Al Vespro

Al Vespro

Di Vincenzo Calafiore

04 Luglio 2020 Udine

“…. al vespro pian pian

tornano a riva a flotte gabbiani stanchi

di lunghe traversate;

la spiaggia si riempie.

E’ un tempo seduto ad aspettare il rostro a sera

la mente si riempie, folate di ricordi, viene

voglia di sdraiarsi e addormentarsi e svegliarsi

in un’altra alba, un altro equo.

E la marea?  La marea chi le riserverà il bacio?

Allora mi accuccio nella sabbia calda

In attesa di un lasciapassare per l’immenso … “

                                 ( Cit.) Vincenzo Calafiore

Queste notti di luglio passate a guardare il cielo, una finestra lontano dal mondo; s’ode il respiro acerbo dell’anima e il respirare lento del tempo che scivola piano, in queste notti di luglio io ti penso ad ascoltare le mie parole che vanno dritte al cuore, in questi momenti con l’aria che muore alle labbra serrate, conosco bene la mia vita che tanto ha di te nei barlumi di speranze che vanno sempre più affievolendosi in un amore vissuto e voluto da solo.  

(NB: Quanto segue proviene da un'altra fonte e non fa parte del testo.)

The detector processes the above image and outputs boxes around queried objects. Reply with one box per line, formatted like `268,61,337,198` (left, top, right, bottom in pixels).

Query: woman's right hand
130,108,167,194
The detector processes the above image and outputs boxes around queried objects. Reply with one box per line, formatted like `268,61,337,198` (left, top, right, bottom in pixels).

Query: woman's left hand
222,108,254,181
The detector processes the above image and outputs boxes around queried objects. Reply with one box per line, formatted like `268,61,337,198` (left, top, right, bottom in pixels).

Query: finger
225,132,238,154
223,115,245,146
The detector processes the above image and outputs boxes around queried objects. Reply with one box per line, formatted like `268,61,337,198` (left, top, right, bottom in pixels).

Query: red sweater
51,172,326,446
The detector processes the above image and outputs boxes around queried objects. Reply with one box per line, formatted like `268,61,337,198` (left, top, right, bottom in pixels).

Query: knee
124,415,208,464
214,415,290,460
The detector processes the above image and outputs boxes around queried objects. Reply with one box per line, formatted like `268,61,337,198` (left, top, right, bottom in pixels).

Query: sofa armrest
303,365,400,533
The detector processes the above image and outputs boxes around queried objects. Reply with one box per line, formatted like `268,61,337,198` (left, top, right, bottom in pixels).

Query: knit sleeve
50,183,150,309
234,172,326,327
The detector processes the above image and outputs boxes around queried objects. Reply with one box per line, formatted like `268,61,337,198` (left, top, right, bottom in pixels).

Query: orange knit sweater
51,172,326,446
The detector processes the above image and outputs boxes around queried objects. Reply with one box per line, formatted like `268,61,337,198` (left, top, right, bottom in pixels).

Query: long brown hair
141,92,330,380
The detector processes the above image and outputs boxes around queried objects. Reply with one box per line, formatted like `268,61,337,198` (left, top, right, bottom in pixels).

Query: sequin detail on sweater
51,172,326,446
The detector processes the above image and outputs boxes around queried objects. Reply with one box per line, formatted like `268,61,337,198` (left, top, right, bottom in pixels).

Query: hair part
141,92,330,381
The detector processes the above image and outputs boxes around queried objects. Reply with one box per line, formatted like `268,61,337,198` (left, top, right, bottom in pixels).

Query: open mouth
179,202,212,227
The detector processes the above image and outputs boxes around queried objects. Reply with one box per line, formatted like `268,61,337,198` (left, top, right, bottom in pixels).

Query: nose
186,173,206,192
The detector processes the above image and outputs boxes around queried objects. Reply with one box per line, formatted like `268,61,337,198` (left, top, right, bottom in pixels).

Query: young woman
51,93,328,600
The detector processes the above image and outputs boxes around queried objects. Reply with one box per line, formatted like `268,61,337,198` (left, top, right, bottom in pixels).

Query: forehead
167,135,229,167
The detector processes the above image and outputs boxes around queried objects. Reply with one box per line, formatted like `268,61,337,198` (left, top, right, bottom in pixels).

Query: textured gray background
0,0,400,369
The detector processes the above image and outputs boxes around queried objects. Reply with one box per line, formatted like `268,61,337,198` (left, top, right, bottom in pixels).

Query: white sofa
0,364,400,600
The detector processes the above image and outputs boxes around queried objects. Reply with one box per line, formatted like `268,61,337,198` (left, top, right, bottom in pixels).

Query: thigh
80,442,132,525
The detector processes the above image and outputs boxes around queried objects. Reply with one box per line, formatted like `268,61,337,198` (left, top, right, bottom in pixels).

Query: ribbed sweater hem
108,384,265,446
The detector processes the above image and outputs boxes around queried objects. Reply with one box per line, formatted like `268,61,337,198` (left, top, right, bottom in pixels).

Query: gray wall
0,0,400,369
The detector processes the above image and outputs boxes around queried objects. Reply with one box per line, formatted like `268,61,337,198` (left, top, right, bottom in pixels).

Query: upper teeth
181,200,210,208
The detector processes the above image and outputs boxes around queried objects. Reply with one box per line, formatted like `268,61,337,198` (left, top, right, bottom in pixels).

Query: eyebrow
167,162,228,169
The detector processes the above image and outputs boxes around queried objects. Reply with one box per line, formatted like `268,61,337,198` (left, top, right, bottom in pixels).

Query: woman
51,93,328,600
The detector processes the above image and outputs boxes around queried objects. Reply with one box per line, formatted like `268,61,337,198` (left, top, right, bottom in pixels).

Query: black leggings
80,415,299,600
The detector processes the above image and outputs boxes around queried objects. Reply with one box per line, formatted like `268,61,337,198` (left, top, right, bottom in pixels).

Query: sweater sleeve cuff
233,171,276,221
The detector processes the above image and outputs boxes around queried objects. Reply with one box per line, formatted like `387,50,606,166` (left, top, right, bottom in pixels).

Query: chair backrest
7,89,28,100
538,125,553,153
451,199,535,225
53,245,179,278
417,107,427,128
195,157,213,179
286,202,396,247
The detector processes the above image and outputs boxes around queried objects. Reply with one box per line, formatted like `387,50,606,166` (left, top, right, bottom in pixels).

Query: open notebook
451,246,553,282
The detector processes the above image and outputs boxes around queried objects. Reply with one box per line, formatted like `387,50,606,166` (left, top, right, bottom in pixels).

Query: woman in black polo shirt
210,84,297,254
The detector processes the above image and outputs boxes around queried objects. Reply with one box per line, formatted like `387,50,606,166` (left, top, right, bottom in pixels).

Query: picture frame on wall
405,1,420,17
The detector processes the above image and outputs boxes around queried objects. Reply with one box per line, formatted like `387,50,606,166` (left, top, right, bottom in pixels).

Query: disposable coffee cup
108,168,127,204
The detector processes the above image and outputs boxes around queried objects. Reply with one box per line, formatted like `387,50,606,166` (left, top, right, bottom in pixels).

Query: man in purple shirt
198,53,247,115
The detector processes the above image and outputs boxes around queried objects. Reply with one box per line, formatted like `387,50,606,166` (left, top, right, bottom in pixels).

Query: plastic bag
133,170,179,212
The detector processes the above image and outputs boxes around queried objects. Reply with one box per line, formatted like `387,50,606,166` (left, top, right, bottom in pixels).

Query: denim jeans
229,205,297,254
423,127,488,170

C’è nell’aria un odore dolce e cruento nella lontananza di dolcezze e lunghe attese, è la lentezza del pensiero coagulato ai bordi di un’esistenza quasi immaginaria.

Non possono certo bastare i ricordi di braccia e corpi intrecciati e labbra di rosa spina appena increspate dal desiderio.

Non bastano per lasciarsi andare al desiderio di un ritorno che sa già di saluto, amore di rimpianto e di ritorno che conosce la mia vita e non poterne parlare, se non alle stelle che da lassù mi schiacciano sul deserto attorno, e il silenzio del vuoto.

E’ così difficile il ritorno in queste notti ferite da non lasciarsi andare, in queste notti da solo che non si vede il futuro, non si può ascoltare, ma solo ricordare i profumi e le essenze di un amore tanto vicino da poterlo toccare.

Sento che guardando il vuoto mi giungono antichi malesseri, tracce di antiche battaglie di una lunga attesa persa nel nulla.

Ti sento così vicina con quel corpo tanto amato, con quegl’occhi così a lungo guardati, con quelle labbra accarezzate in punta di labbra.

Guardo lì fuori, lo spettacolo di stelle che vanno sfumando all’orizzonte, tra poco la luce taglierà il cielo, accende di candore le nuvole, si confonderà con esse, mi sembra essere il loro pastore, parto e ritorno: tu non ci sei da tempo!

Non ci sei più.

Ho voglia di non pensare, di andare lontano lontano, salire, come un bambino col suo cavalluccio di legno, sopra quelle nuvole bianche che insegue un sogno e vuole seguirlo, raggiungerlo, in vicinanza del mare, prima che si nasconda nell’acqua.

Sento un nodo alla gola, anche questa volta sono riuscito a trattenere il pianto, penso ad altro come faccio quando sono in difficoltà, il singhiozzo sfuma lentamente in un dolore che il tempo probabilmente addolcirà, magari reso piacevole, ma mi porterò dentro per sempre, amore senza rimpianto senza confronto.